Er was een tijd dat je in elk dorp een slager, een bakker, een groentewinkel en zelfs een vishandelaar vond. Dat is nu allerminst het geval meer. Erger nog, de lokale voedingswinkel verdween de afgelopen vijf jaar verder uit het straatbeeld. Dat blijkt uit een analyse van NSZ op basis van gegevens van de FOD Economie.

Het aantal slagers daalde tussen 2008 en 2013 met 11%, het aantal bakkers met 6%, het aantal groentewinkels met 7% en het aantal viswinkels met 13%. Dat zegt het Neutraal Syndicaat voor Zelfstandigen (NSZ). “Binnenkort riskeren slagers, bakkers, groente- en viswinkels helemaal uit ons straatbeeld te verdwijnen”, klinkt het.

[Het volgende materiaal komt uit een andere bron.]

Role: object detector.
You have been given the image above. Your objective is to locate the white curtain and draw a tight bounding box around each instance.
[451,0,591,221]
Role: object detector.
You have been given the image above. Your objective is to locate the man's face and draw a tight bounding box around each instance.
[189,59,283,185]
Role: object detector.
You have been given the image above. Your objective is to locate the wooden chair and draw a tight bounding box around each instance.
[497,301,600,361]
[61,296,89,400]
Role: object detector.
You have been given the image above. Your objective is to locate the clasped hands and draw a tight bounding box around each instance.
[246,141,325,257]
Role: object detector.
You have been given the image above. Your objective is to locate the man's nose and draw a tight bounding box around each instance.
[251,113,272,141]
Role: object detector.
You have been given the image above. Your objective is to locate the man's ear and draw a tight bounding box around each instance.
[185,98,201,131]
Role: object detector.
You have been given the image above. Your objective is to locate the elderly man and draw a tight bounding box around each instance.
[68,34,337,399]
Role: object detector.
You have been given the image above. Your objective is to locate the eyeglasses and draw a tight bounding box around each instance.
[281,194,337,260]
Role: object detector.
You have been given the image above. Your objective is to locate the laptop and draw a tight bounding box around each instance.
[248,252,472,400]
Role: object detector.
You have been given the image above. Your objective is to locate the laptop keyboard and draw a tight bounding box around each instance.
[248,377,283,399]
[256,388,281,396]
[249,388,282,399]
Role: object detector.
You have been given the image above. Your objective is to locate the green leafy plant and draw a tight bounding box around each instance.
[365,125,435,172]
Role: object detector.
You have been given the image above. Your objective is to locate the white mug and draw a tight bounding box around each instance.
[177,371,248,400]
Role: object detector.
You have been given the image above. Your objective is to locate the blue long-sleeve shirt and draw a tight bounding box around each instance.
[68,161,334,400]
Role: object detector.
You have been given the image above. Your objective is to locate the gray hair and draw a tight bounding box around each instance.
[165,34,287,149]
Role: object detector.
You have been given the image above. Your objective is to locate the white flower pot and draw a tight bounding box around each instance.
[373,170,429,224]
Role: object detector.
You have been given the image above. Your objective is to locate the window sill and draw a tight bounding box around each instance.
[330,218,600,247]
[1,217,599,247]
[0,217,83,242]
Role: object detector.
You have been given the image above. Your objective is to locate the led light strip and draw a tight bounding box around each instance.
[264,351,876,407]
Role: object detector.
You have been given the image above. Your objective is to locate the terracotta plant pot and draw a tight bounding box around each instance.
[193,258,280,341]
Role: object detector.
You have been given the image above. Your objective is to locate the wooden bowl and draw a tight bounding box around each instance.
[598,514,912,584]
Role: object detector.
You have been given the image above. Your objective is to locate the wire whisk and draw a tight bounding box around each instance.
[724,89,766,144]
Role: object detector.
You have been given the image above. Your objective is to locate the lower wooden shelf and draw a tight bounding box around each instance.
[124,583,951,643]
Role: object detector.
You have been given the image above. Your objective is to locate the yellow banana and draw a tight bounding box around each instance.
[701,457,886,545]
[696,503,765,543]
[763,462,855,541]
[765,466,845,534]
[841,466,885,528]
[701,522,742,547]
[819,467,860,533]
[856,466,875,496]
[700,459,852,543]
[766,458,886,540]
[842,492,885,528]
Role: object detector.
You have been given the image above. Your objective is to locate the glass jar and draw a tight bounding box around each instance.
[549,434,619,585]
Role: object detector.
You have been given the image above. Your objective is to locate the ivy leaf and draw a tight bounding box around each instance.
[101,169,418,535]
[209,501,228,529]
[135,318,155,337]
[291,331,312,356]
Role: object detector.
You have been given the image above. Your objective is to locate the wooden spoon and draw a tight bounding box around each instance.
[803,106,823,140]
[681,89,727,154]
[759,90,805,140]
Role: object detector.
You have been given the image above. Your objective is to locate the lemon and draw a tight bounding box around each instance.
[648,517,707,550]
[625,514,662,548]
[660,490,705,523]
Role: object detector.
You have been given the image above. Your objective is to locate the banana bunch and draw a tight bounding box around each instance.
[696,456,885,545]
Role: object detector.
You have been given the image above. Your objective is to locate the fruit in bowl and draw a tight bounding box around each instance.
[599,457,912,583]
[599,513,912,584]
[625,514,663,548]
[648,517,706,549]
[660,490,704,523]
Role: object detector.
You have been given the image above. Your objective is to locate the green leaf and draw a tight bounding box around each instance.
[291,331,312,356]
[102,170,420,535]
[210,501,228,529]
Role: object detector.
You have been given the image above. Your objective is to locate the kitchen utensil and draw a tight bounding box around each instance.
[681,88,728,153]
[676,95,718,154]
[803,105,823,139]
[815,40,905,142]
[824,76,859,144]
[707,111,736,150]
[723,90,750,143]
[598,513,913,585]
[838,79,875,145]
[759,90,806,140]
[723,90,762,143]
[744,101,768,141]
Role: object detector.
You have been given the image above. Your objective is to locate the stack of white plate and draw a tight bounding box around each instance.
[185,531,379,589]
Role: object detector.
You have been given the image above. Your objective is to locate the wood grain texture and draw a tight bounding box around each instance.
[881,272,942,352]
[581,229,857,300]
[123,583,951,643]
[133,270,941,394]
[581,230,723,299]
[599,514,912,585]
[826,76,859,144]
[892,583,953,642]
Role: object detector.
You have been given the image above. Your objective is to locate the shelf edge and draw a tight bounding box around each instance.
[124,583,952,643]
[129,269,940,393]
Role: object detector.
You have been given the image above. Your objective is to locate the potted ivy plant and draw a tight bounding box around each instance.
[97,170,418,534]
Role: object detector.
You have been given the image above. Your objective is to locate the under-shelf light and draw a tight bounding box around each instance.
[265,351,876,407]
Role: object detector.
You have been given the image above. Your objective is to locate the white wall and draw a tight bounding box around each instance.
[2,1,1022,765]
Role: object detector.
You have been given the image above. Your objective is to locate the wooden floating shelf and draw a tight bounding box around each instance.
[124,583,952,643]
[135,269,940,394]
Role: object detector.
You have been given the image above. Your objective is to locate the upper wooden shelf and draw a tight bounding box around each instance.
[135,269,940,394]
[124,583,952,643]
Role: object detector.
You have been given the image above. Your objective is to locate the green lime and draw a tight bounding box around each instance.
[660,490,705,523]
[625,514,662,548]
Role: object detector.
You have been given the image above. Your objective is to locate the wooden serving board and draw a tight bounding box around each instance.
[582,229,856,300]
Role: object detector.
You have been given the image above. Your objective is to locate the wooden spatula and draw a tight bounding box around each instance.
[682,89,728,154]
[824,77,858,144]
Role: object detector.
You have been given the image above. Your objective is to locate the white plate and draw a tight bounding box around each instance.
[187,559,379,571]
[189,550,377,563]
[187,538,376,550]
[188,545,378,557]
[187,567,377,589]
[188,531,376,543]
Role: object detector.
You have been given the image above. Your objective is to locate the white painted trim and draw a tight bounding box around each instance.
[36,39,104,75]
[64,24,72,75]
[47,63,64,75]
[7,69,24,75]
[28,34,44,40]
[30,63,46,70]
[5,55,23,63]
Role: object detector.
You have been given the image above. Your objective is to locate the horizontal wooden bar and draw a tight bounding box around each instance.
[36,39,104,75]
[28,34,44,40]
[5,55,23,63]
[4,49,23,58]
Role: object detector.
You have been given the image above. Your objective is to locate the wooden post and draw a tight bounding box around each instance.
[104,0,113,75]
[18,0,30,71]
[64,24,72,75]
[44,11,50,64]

Concurrentie met supermarkten

Het NSZ wijst naar de toenemende concurrentie met supermarkten en superettes, en naar de opmars van markten in de afgelopen jaren als belangrijkste oorzaken voor deze daling. Steeds meer consumenten bezoeken namelijk markten, en het aantal marktkramers met voedingsmiddelen is de afgelopen vijf jaar dan ook met 12% toegenomen.

Mobiliteit

“Daarnaast spelen heel wat lokale besturen met hun beleid, en dan vooral qua mobiliteit, niet in de kaart van de lokale voedingswinkel en de overige kleinhandel”, zegt het NSZ. De consument wil gratis kunnen parkeren op wandelafstand van een winkel. Daarom pleit de zelfstandigenorganisatie voor gratis kort parkeren in alle steden en gemeenten. Ook de administratieve rompslomp, vooral op het vlak van de voedselveiligheid, is toegenomen en schrikt ondernemers af.

Toekomst

Toch blijft het NSZ er rotsvast van overtuigd dat lokale voedingswinkels een toekomst hebben. “Al is het maar omdat steeds meer mensen teruggrijpen naar authentieke producten. Die vind je niet in de supermarkten”, zegt NSZ-voorzitter Christine Mattheeuws. Om te overleven zullen voedingswinkels zich volgens haar moeten onderscheiden door nog meer in te spelen op de kwaliteit van hun producten en hun vakmanschap.